3. JAMA includes a previous JAMA article from 100 years ago to the day at the end of each issue.  One of the old articles about digitalis/foxglove and its use as a medication for arrhythmias and other heart problems had a very interesting line in it.  After going at length about the benefits of high doses of digitalis, the author writes: "For that reason, a daily large dose of digitalis is advocated indefinitely to keep the weary heart a-going on its rapid journey to an eternal standstill."  That article was written in 1911, and the last part of that line has a very poetic, almost morbid sound to it.  Rather unexpected when I was reading the article.

At the end of the day I had to go to didactics, where a guy who reminded me a lot of Jim Carrey was telling us about Clopidogrel, and how it compares to Aspirin - his main argument was that Clopidogrel (Plavix) is treated like a substitute or necessary adjunct therapy for Aspirin, but in reality there is little evidence it is more efficacious than Aspirin, or that dual therapy would benefit anyone besides those with cardiac vessel stents or in an acute cardiac event.  It was interesting, he was going on a bit about drug reps and such - since I studied a lot of that in undergrad for my medical history classes, it wasn't anything that new to me.  Anyhow, time to get some reading done and try to recharge for tomorrow.

Monday, August 29, 2011

3rd Week of FM

It's starting to feel more routine each day - the nice thing is the patients are always different.  I don't know why people complain that family medicine is the same old thing - yeah, it's always talking to a patient about what's going on, but at least it's a different thing with each patient usually.  

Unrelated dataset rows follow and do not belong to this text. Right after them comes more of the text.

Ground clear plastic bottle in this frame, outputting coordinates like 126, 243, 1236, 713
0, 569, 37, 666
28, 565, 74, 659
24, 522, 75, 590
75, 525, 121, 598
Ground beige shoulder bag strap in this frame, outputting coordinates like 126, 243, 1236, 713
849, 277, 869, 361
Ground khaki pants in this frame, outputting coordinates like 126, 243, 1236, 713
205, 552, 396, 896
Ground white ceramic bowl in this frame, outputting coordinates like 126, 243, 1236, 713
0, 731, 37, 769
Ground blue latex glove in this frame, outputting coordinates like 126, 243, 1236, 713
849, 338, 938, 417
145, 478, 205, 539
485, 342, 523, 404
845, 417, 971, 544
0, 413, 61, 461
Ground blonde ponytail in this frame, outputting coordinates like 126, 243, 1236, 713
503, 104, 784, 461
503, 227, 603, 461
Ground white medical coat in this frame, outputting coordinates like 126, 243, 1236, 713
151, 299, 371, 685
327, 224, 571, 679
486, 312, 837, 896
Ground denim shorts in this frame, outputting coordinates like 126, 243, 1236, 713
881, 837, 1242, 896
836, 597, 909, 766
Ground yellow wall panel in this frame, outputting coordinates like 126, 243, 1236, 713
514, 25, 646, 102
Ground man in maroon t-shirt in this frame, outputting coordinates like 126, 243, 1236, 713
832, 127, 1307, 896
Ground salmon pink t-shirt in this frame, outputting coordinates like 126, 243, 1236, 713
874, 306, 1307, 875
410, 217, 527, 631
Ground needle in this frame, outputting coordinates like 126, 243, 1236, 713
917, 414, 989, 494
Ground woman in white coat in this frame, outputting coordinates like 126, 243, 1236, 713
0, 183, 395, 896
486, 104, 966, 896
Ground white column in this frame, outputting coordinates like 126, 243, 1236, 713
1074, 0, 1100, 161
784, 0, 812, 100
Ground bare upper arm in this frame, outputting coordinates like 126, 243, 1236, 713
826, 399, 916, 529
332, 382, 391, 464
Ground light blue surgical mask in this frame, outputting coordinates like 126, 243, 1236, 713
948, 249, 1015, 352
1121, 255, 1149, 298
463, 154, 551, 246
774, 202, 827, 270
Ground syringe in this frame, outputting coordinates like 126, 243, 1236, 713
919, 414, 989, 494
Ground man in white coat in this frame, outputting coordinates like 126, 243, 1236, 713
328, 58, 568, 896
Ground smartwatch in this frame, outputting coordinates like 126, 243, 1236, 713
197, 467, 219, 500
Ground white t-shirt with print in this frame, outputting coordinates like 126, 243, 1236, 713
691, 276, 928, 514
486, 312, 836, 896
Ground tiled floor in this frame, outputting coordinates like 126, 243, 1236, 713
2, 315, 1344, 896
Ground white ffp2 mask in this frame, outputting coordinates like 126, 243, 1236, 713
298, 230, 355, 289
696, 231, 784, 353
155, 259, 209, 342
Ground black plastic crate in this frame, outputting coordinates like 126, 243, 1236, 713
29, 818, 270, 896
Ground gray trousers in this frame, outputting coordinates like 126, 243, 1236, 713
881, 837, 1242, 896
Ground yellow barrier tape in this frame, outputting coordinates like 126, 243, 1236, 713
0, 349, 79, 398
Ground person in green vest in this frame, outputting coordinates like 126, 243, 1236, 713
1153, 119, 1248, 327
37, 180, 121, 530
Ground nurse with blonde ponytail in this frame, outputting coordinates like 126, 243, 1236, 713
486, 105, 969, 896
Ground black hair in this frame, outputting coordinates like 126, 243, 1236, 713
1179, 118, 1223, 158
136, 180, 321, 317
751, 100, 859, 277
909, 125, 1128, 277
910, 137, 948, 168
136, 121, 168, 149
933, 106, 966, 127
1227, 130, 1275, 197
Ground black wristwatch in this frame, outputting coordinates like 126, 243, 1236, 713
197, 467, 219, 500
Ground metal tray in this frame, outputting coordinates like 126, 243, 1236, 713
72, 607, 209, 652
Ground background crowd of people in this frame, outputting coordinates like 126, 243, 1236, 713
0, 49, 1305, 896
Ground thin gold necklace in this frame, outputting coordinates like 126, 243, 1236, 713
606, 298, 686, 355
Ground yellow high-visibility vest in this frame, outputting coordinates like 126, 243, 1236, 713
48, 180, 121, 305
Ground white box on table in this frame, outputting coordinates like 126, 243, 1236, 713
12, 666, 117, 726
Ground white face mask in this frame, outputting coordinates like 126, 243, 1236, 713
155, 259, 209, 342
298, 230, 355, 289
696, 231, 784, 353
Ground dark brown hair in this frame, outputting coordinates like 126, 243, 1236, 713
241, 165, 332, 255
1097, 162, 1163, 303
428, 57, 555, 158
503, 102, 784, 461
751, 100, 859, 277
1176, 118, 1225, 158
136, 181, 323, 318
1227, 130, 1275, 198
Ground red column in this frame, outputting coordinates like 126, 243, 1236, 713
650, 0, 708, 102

We had a deaf couple come in, and naturally they couldn't speak, so we had to communicate by hand writing back and forth.  I've been trying OMM on some patients but usually they are so uncomfortable from whatever it is that is ailing them that I don't feel super comfortable treating them, since touching them or making them move puts them in a painful position.  I got to help drain a MRSA (methicillin-resistant staphylococcus aureus) ulcer today on some guy.  Perfect example of patients being horrible historians - when I saw the ulcer I specifically asked him "do you have any history of having cellulitis, or MRSA, or other skin infection?" "mm...nope."  "Are you immunocompromised, like taking chemotherapy or have HIV?" "nope."  So of course when I report back to the doctor he looks in the patient's chart and see's "Yeah, he's had two or three bouts of MRSA, each time was treated in a hospital for it."  You would think a patient would remember that sort of thing.  

In the meantime, the topic I chose for my presentation is acute myalgia, which is an incredibly broad topic, so it will be hard to narrow it down, and categorize things in a way that covers as much of it as possible.  I'm still doing translating here and there, and working on SOAP notes in the office.  This was a good weekend but I was up late last night and there was an accident on my way back from Napa so my usual 40 minute drive back turned into 2 hours.  Blah. 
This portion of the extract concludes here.